Maintaining software is like changing tires on a car running at 100 miles an hour. Anyone who has changed tires on a speeding car knows that it is neither easy nor fun nor cheap, yet there are well over 500,000 programmers spending their lives doing just this for commercial products each year in the U.S. alone (Brooks 1995). Why? There are several reasons:
- Make the program work in a new environment or with a new version of some other program. This is especially common when a program must be converted from an old machine, operating system, relational database management package, compiler, etc., to a “modern” one.
- Keep a program up to date with changes in external specifications and requirements. For example, suppose you have a system that monitors the status of people waiting in a long line at a supermarket check-out stand.
- Fix a program that has been found to contain certain kinds of errors (e.g., bugs) by adding code in certain carefully-defined places under close supervision. This is especially true when the program is large and complex enough that proving the absence of bugs is too expensive for this stage in the product’s life cycle.
- Fix a program that has been found to contain errors but which cannot be modified because the code is lost or unavailable for some other reason (e.g., it was written in assembler language on an obsolete machine). Here we must again resort to black-box testing and hope we don’t find too many problems this way before we release it.
- Fix an undocumented program by patching it to work around new requirements or problems until a suitable replacement can be built. Often this just means adding lots of “if-then” statements everywhere in the code to check for various things which might have changed since development began (e.g., “if keyboard flag set then assume shifted key”).
- Fix a program that has been found to contain certain kinds of errors (e.g., bugs) and modify it so that these same errors will not be repeated in future revisions of the product (this is also known as debugging).
- Course corrections are also known as maintenance work which means modifying a program to make it behave differently under certain new conditions or different environments (e.g., adding support for foreign character sets, etc.).
- Enhance a program by adding new capabilities to it which go beyond those defined in the original specifications (increasing functionality). Here we are talking about major changes in both scope and purpose, often requiring extensive rewrites or even complete recapitulations of what was originally intended for your program.
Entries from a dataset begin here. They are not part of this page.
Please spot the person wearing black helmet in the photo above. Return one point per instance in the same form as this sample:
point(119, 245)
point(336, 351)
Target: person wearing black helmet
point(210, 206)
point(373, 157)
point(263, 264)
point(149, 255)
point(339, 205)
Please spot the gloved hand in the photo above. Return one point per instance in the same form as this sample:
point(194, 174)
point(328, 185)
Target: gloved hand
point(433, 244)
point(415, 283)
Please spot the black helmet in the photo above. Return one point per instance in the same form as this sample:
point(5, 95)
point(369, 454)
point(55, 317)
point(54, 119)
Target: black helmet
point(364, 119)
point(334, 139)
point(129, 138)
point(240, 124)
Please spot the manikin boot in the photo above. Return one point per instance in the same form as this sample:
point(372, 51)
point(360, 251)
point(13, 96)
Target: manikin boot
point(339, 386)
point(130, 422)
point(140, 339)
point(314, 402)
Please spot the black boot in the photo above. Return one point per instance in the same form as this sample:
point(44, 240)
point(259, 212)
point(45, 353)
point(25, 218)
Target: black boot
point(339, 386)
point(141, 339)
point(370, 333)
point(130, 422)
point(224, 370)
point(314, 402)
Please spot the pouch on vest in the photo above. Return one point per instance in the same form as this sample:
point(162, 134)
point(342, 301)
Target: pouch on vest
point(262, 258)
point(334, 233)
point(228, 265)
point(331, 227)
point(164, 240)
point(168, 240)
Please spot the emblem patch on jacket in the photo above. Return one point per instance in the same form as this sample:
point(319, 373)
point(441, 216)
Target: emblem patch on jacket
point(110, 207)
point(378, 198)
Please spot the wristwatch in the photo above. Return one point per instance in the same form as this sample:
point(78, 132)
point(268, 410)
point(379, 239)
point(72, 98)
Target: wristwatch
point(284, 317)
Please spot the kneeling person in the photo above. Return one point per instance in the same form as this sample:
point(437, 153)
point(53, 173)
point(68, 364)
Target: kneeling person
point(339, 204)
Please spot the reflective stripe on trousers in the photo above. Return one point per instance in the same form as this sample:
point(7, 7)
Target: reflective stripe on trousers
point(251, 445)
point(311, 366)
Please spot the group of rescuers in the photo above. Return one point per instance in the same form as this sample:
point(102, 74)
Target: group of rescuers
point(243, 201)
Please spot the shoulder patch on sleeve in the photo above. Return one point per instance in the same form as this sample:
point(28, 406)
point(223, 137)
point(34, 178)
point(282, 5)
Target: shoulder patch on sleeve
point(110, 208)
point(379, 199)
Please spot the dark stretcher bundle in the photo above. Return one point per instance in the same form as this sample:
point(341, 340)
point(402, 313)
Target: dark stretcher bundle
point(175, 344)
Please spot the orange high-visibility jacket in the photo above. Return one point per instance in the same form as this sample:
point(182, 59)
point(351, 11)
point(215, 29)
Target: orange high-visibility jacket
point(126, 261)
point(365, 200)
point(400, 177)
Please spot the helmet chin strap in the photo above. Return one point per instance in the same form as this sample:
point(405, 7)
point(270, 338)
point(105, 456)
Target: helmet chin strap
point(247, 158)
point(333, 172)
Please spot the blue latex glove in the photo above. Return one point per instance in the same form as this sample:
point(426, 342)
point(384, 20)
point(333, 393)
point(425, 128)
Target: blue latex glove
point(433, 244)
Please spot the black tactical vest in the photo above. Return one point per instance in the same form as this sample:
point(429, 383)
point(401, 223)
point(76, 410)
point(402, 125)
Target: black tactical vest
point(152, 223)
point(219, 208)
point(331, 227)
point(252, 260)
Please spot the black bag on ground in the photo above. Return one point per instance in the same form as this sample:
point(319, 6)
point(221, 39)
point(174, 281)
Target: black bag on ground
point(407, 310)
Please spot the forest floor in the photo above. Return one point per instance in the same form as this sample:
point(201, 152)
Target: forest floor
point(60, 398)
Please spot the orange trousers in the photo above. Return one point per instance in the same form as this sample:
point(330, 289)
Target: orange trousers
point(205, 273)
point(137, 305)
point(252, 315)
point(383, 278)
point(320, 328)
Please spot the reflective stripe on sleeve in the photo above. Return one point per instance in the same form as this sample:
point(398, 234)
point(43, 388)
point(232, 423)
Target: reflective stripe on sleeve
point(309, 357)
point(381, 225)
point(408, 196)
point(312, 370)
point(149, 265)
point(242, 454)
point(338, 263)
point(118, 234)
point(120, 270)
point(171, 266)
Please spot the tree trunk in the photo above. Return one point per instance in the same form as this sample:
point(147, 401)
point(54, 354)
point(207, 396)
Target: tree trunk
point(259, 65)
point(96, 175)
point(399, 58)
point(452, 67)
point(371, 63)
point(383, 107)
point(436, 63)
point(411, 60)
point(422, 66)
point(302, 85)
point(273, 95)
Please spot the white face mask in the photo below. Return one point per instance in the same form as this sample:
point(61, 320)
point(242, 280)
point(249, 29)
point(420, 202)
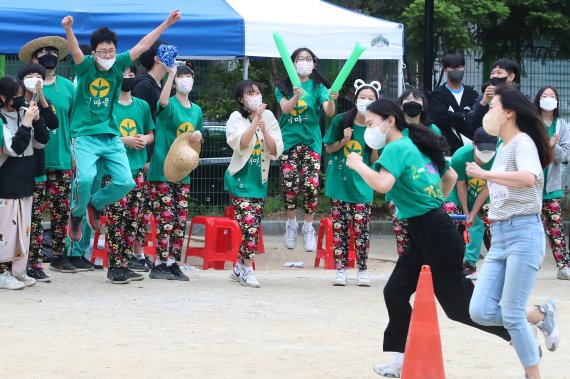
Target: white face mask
point(105, 64)
point(304, 68)
point(30, 83)
point(484, 156)
point(361, 105)
point(548, 104)
point(374, 137)
point(184, 85)
point(254, 102)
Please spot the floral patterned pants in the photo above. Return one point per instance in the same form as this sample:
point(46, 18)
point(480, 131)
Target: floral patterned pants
point(344, 216)
point(300, 168)
point(552, 219)
point(169, 204)
point(249, 212)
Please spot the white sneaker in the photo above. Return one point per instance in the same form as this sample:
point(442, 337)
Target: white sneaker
point(392, 369)
point(362, 278)
point(248, 279)
point(7, 281)
point(309, 242)
point(290, 237)
point(24, 278)
point(340, 279)
point(563, 273)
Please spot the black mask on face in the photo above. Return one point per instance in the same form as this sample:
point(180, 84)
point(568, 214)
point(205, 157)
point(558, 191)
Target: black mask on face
point(49, 61)
point(412, 108)
point(17, 102)
point(128, 84)
point(496, 81)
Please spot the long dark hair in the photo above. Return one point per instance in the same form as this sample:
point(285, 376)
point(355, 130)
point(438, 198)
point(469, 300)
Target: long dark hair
point(285, 85)
point(536, 102)
point(417, 94)
point(426, 141)
point(528, 120)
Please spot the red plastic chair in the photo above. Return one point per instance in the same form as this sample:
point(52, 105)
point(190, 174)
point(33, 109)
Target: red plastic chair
point(222, 240)
point(327, 252)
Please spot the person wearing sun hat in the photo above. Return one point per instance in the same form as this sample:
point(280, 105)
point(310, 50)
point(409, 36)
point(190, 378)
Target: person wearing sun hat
point(48, 51)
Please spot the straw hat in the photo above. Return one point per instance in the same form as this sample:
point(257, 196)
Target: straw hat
point(34, 45)
point(182, 158)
License (contract) maintenance is the practice of using legal agreements to control the use of the software over time. The most common type of license maintenance is for operating system software, although there are other types (e.g., utility programs). A typical arrangement would be that you can continue running your program on new machines or even with new versions of the host operating system until some expiration date (typically three years from the purchase date). You must pay a periodic fee for this privilege in addition to the initial fee you paid, which granted you unlimited use for one year.